After a beat, six-year-old Christian yelled up, “Did you get it yet?”
Bergen smiled, again. Then said, “I just want to look at it.”
I’m writing at the dining room table as the scene unfolds. Seeing that I’m only half paying attention, Bergen dashes to the fridge, opens it, and runs.
I hear a distant, “I got it!” as he bounds down the stairs.
Most women would run now. Take the steps three at a time to save their furniture. Mustard, of course, has magical staining properties making it impossible to remove from any surface.
Frankly I’m surprised they even dare broach the subject with me. I thought my mustard stance was well known. I’ve all but issued an all-out ban in our house.
Shortly after we bought our first home, my husband spilled a bowl of mustard on the new carpet. I found it three days later when I returned home from a business trip.
I’m pretty sure it was the whole first-house thing, but you would’ve thought he drove his car through our bedroom wall the way I carried on. Not only would we never get the stain out, I assured him, but our property values would plummet, we’d never be able to sell our house, and MUSTARD IS EVIL.
The experience is still raw enough that it sends my husband yelling, “Don’t touch the mustard! Mommy will get angry!” when our children, or even guests, reach for the sauce within a 30-foot radius of our home.
But today, Bergen and Christian’s antics are amusing me. So instead of panicking, I go to the top of stairs to listen. “Good job!” I hear my oldest son say. “Now go get the tape.”

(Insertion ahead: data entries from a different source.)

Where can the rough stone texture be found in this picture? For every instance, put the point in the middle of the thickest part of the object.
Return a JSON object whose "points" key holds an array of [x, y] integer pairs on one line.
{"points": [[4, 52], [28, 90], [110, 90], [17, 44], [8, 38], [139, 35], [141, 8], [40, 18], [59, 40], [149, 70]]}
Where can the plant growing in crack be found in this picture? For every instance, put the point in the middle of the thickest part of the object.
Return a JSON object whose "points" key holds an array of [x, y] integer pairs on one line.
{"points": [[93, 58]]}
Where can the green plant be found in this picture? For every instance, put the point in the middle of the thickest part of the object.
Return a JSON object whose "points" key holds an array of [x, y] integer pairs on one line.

Feet patter across the floor, my office door opens, the desk chair rolls out, the heavy tape holder clunks to the floor. “Oof,” Bergen says. He picks it up and feet patter back out to the living room.
“We can make our mustard blaster now,” Bergen announces, excitement mounting.
Obviously, it’s time to step in. One can only imagine what a mustard blaster might do microfiber — and I’m having company on Saturday night.
I’m down the stairs in three seconds flat. “What do you think you’re doing?” I ask in my take-no-prisoners, mommy-knows-what-you’re-up-to voice.
Too young to have developed any kind of poker faces, two telltale smiles and sparkling eyes stare back at me. “Nothing…” says the six-year-old.
“We have mustard!” the four-year-old screams, caving.
I confiscate the wayward condiment and return it to its rightful place in the very back of the fridge — where, I hope, it might be forgotten. I giggle in relief — because not only was the whole thing kind of cute, but the mustard cap was still on tight. We’re safe.
An hour later, strapping Bergen into his car seat, I’ll see it: A quarter-sized yellow stain on his shirtsleeve. And, because I will be unable to remove it, it will mock me for the rest of my days.